Nowe prawo jazdy kategorii B



Od wczoraj na prawo jazdy kategorii B zdajemy po nowemu. Egzamin jest o wiele trudniejszy, wczoraj niewiele osób zaliczyło pierwszy sprawdzian.

Nowe prawo jazdy kategorii B

17.01.2006 | aktual.: 17.01.2006 08:06

Już trzeba zdawać według nowych zasad? - dziwił się wczoraj absolwent kursu nauki jazdy, podczas przedegzaminacyjnego spotkania w Gdańsku Oruni. - Naprawdę trzeba wiedzieć, jak otworzyć maskę silnika? - pytał inny. W Słupsku, po wprowadzeniu zmian, pierwszego dnia na egzamin zgłosiło się 39 osób. Zdało - 7. - Na placu manewrowym odpadło 15 - mówi Zbigniew Wiczkowski, dyrektor Wojewódzkiego Ośrodka Ruchu Drogowego w Słupsku. - W prawdziwym ruchu, na ulicy, nie spisało się należycie 15 egzaminowanych.

Nadal trwają zapisy na egzaminy.
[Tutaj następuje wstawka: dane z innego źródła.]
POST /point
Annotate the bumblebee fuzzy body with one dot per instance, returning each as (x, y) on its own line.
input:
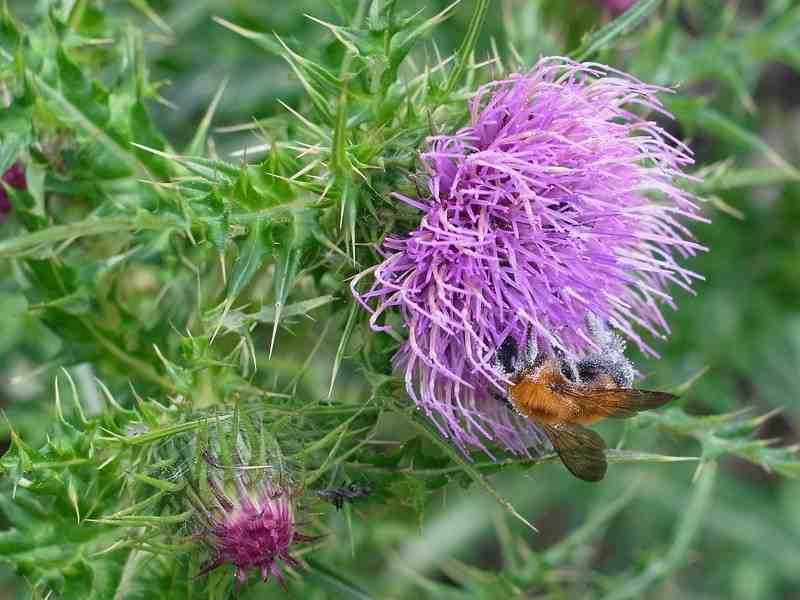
(563, 397)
W Gdańsku przyjmowane są one na 9 - 10 lutego. - Wcześniej mogą być pojedyncze wolne miejsca - mówi Ewa Radziejowska, dyrektor Pomorskiego Ośrodka Ruchu Drogowego (PORD) w Gdańsku Oruni. - Zaczynamy pracować w wolne soboty, na razie egzaminujemy chcących uzyskać prawo jazdy kategorii wyższej niż B. Musimy się zmieścić w 30-dniowym terminie od złożenia wniosku przez kandydata na kierowcę. Podobnie jak w Słupsku, także w Trójmieście niełatwo jest przejść przez egzaminacyjne sito. - Niektórzy nie zdają już na placu manewrowym - mówi Wojciech Kaczmarek, egzaminator koordynator w PORD. - Nie potrafią ruszyć pod górkę, przekraczają linię ciągłą.

- Uważam, że nowe przepisy są gorsze, szczególnie dla tych, którzy uczyli się po staremu i nie wiedzą, czego się spodziewać - powiedziała Paulina Puckowska, licealistka z Gdańska. - Na przykład o tym, że trzeba będzie sprawdzać światła, dowiedziałam się dopiero na miejscu. - Egzaminator był bardzo miły i wyjaśnił mi wcześniej, jak będzie wyglądał egzamin - mówi Agnieszka Wojciechowska z Gdańska (zdała za drugim razem, pierwszy raz próbowała przed zmianą przepisów). - Udało mi się zaparkować w mieście, ale nie jest to łatwe, kiedy trzeba uważać na inne samochody, przechodniów i jeszcze starać się robić dokładnie to, czego oczekuje egzaminator. Od 10 kwietnia w autach egzaminacyjnych pojawią się kamery. Nagrania będą przechowywane przez dwa tygodnie.

Paweł Radziszewski

Niektóre nowości: - do 10 stycznia egzamin teoretyczny kosztował 20 zł, teraz 22.
- Praktyczny podrożał z 74 do 112 zł.
- Trzeba się wykazać znajomością budowy samochodu - przed jazdą należy auto przygotować, np. skontrolować stan oleju, płynu do spryskiwaczy, ustawić fotel, lusterko itp.
- Parkowanie w rzeczywistych warunkach, czyli na ulicy. Pojawia się dodatkowy stres, związany z niebezpieczeństwem potrącenia innych użytkowników ruchu.
- Podczas sprawdzania umiejętności praktycznych może być też instruktor, który uczył zdającego.